The most established treatment is a shunt, a thin tube placed surgically inside one of the brain’s ventricles. The tube runs under the skin, typically down to the abdomen, where the excess fluid drains and gets absorbed by the body. Shunts are effective but come with ongoing maintenance concerns. In a ten-year review of infants who received shunts, mechanical malfunction occurred in about 23.5% of cases, and infection within the first year affected roughly 10%. These complications require additional surgery to repair or replace the shunt. Children with shunts need monitoring throughout their lives because the devices can fail at any age.

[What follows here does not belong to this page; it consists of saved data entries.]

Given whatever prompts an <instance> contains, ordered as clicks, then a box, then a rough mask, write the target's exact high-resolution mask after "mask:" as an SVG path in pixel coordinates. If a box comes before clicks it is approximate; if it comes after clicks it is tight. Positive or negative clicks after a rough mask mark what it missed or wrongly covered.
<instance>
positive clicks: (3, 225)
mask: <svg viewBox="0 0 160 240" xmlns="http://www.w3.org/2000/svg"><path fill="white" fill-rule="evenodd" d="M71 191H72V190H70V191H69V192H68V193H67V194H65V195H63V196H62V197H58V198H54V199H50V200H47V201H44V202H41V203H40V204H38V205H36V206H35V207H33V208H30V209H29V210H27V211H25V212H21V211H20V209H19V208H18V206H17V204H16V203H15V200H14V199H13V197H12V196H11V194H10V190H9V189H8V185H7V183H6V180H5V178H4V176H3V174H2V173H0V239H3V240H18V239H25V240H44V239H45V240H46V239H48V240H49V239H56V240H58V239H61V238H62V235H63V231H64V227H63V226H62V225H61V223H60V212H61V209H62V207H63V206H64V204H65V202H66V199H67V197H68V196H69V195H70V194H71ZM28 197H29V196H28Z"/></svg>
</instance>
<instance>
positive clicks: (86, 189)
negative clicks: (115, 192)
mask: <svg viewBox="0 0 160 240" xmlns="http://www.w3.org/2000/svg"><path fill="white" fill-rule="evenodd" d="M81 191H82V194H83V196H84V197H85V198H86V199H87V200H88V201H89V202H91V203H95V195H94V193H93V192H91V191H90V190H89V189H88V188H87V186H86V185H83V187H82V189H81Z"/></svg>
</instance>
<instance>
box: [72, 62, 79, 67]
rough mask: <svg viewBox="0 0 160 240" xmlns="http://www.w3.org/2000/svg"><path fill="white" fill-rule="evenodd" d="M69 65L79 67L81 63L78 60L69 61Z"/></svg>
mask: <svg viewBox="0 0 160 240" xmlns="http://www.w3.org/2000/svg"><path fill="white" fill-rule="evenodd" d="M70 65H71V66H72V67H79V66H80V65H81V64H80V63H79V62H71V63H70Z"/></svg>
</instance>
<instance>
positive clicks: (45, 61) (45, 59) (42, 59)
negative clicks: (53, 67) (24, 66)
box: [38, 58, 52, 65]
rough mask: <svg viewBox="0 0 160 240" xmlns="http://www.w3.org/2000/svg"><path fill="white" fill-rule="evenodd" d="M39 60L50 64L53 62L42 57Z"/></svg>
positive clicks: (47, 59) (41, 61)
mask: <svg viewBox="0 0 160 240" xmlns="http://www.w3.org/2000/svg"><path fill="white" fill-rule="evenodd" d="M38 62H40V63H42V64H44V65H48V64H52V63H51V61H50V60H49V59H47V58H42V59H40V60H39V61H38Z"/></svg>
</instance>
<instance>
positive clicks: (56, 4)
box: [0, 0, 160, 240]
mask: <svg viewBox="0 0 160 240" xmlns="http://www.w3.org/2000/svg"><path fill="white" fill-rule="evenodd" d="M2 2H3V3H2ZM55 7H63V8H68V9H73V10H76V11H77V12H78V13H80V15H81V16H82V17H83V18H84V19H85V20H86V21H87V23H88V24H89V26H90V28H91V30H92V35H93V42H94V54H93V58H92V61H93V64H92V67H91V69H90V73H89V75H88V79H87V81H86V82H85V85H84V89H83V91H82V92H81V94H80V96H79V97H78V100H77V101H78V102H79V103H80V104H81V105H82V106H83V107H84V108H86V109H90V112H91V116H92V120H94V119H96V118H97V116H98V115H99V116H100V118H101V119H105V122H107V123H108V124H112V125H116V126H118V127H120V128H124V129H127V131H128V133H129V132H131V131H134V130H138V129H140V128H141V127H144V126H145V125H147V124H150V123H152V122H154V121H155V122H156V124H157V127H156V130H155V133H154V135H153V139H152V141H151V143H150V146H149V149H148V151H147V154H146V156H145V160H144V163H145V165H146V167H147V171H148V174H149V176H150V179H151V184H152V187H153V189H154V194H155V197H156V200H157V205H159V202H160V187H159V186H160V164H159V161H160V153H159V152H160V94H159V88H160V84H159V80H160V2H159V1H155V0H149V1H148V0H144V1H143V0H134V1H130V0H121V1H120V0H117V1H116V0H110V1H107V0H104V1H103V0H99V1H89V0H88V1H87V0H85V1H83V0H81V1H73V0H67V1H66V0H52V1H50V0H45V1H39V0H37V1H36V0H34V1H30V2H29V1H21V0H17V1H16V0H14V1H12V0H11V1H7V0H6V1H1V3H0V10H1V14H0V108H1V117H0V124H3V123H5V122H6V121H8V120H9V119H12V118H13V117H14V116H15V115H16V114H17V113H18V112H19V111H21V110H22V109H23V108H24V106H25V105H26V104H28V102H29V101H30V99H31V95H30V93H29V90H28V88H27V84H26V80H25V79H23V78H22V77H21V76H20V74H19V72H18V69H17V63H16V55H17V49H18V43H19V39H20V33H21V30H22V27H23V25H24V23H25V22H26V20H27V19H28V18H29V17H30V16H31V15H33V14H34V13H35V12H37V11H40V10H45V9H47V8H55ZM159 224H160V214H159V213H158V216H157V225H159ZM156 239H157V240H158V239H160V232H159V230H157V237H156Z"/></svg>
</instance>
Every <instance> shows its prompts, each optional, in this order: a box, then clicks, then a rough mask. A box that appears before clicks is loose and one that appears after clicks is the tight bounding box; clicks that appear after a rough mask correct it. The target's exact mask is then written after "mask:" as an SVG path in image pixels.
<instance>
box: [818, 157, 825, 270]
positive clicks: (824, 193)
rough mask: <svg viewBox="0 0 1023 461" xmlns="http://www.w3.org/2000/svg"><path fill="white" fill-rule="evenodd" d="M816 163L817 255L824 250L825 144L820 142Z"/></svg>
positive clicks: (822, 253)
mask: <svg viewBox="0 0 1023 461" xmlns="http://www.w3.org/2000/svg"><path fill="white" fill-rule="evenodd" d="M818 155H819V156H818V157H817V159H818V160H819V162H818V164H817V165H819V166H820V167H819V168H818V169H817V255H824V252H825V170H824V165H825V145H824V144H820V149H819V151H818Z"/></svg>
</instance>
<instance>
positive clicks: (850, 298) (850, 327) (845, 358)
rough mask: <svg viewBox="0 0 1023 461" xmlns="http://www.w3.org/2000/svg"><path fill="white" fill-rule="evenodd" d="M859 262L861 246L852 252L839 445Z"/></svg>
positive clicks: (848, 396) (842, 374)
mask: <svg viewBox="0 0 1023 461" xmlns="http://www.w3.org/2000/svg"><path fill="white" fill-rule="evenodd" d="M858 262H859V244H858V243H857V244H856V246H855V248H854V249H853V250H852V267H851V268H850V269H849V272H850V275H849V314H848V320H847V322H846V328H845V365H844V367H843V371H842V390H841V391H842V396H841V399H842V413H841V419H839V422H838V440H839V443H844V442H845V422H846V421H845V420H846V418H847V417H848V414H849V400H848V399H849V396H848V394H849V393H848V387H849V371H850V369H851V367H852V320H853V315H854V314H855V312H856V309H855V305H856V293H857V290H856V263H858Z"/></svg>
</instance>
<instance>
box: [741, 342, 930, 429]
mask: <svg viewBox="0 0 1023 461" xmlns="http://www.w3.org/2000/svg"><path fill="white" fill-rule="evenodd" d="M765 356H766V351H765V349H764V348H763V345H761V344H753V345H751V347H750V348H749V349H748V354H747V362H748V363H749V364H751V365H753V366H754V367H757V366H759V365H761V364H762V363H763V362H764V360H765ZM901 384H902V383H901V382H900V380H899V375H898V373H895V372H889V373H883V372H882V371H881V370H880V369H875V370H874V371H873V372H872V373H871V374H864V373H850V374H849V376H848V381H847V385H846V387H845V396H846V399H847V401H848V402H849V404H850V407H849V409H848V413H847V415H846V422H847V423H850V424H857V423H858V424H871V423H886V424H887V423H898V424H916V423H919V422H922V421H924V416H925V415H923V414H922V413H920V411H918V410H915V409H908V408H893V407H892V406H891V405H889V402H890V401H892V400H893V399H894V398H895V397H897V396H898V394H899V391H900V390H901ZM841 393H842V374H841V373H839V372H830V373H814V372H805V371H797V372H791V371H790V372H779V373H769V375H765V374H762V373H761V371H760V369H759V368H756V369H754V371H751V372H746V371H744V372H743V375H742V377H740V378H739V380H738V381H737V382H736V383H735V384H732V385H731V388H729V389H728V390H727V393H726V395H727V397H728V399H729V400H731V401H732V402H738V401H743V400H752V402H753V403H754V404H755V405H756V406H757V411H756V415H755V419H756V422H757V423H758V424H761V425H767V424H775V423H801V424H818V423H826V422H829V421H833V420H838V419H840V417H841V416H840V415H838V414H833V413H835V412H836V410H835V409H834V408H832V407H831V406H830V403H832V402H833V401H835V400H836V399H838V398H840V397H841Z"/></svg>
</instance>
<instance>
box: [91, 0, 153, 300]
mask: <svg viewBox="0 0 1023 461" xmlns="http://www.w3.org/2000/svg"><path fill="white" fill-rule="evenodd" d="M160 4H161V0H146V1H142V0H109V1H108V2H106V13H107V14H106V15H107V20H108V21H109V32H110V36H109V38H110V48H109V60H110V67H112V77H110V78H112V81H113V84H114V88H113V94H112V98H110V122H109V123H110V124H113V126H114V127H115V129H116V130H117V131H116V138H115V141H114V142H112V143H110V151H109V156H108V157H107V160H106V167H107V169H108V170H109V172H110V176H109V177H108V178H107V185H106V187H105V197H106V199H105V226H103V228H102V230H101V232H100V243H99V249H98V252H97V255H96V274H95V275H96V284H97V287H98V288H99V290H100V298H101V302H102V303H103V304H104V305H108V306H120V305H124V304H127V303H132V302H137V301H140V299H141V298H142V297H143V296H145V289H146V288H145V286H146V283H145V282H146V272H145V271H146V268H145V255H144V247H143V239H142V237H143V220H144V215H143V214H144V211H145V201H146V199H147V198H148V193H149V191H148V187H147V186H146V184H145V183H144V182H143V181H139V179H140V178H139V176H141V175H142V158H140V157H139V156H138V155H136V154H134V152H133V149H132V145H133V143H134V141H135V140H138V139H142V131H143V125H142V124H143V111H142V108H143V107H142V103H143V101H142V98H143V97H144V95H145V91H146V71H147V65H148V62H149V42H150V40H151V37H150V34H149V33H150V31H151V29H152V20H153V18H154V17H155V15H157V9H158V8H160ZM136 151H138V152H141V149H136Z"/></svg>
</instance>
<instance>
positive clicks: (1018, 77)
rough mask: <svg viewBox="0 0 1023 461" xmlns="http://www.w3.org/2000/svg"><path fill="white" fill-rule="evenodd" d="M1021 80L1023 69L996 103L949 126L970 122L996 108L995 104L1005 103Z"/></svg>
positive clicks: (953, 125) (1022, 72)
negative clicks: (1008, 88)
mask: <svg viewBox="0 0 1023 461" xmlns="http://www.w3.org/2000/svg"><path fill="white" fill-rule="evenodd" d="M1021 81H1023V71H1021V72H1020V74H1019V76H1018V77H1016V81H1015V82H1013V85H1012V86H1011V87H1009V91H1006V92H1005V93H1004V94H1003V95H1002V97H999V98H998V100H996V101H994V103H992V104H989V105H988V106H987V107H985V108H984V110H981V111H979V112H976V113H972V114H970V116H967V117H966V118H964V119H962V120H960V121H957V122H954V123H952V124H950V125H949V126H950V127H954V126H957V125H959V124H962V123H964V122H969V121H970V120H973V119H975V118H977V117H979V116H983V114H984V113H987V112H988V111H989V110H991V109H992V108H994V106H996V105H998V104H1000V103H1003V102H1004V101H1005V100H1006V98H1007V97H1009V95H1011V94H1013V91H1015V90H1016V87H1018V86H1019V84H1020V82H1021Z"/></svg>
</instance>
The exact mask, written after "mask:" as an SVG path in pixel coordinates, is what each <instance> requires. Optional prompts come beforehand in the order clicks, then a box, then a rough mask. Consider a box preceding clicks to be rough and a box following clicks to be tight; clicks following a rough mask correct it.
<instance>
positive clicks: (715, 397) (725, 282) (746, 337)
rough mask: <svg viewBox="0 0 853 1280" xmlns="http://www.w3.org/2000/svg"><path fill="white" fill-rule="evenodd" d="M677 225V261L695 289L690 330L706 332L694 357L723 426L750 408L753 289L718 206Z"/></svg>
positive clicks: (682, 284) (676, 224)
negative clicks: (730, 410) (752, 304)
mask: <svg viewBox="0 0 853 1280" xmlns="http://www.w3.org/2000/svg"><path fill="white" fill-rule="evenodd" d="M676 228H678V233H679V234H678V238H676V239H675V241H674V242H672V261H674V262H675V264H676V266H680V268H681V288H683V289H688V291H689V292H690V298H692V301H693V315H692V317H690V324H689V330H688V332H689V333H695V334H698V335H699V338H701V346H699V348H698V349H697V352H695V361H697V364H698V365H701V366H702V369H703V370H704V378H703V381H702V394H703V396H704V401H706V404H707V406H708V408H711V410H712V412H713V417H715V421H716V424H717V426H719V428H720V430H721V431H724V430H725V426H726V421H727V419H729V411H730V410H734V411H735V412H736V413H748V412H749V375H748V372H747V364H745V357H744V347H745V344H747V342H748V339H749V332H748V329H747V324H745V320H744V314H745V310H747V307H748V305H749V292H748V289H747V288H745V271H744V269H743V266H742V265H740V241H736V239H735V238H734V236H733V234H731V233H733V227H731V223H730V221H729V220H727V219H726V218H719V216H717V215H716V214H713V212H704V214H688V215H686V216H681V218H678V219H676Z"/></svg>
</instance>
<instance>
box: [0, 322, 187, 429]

A newer alternative is a procedure that creates a small opening in the floor of one of the brain’s ventricles, allowing fluid to bypass the blockage and reach the absorption surfaces naturally. When combined with a technique that reduces the amount of fluid the brain produces, this approach can eliminate the need for a shunt entirely. Success rates are higher in babies older than one month and in those whose hydrocephalus is caused by a clear structural blockage rather than by bleeding from prematurity. For premature infants with hemorrhage-related hydrocephalus, particularly those under one month of corrected age, this procedure is less likely to work.

Warning Signs of Shunt Problems

If your baby has a shunt, recognizing malfunction early is critical. A national survey of 228 caregivers found that the three most common symptoms during confirmed shunt malfunctions were vomiting (23.1%), irritability (20.8%), and excessive sleepiness (17.2%). Other reported signs included poor feeding, a full or bulging fontanelle, decreased consciousness, changes in eye movements, and head swelling.

One challenge caregivers face is that these same symptoms are also the most common during false alarms: vomiting, irritability, and sleepiness topped both lists. Some caregivers described subtler cues like their child “not acting like themselves,” changes in skin color, a visibly distended vein on the scalp, or symptoms that came and went over weeks. Because shunt failure can become dangerous quickly, most pediatric neurosurgeons recommend erring on the side of getting checked.

Long-Term Outlook

The long-term picture for children treated for hydrocephalus varies widely depending on the underlying cause, whether complications like infections occurred, and how many surgeries were needed. In a long-term follow-up study of 137 patients who received shunts during childhood, 69% of survivors completed secondary school, but only about 52% were working in the open job market as adults. Roughly 48% had verbal intelligence within the normal range, while 29% had a severe intellectual disability.

Shunt infections, epilepsy, and the total number of shunt operations were all significantly associated with lower cognitive outcomes. Even among patients with average or above-average verbal intelligence, detailed neuropsychological testing revealed specific deficits in areas like processing speed, memory, or executive function. These subtler difficulties can affect school performance and daily life even when overall intelligence appears normal.

Early treatment, minimizing infections, and ongoing developmental support all improve the trajectory. Many children with hydrocephalus attend regular schools, participate in activities, and live independently as adults, particularly when the condition is caught early and managed without major complications. Regular neuropsychological assessments can help identify specific learning needs so that support is tailored rather than generic.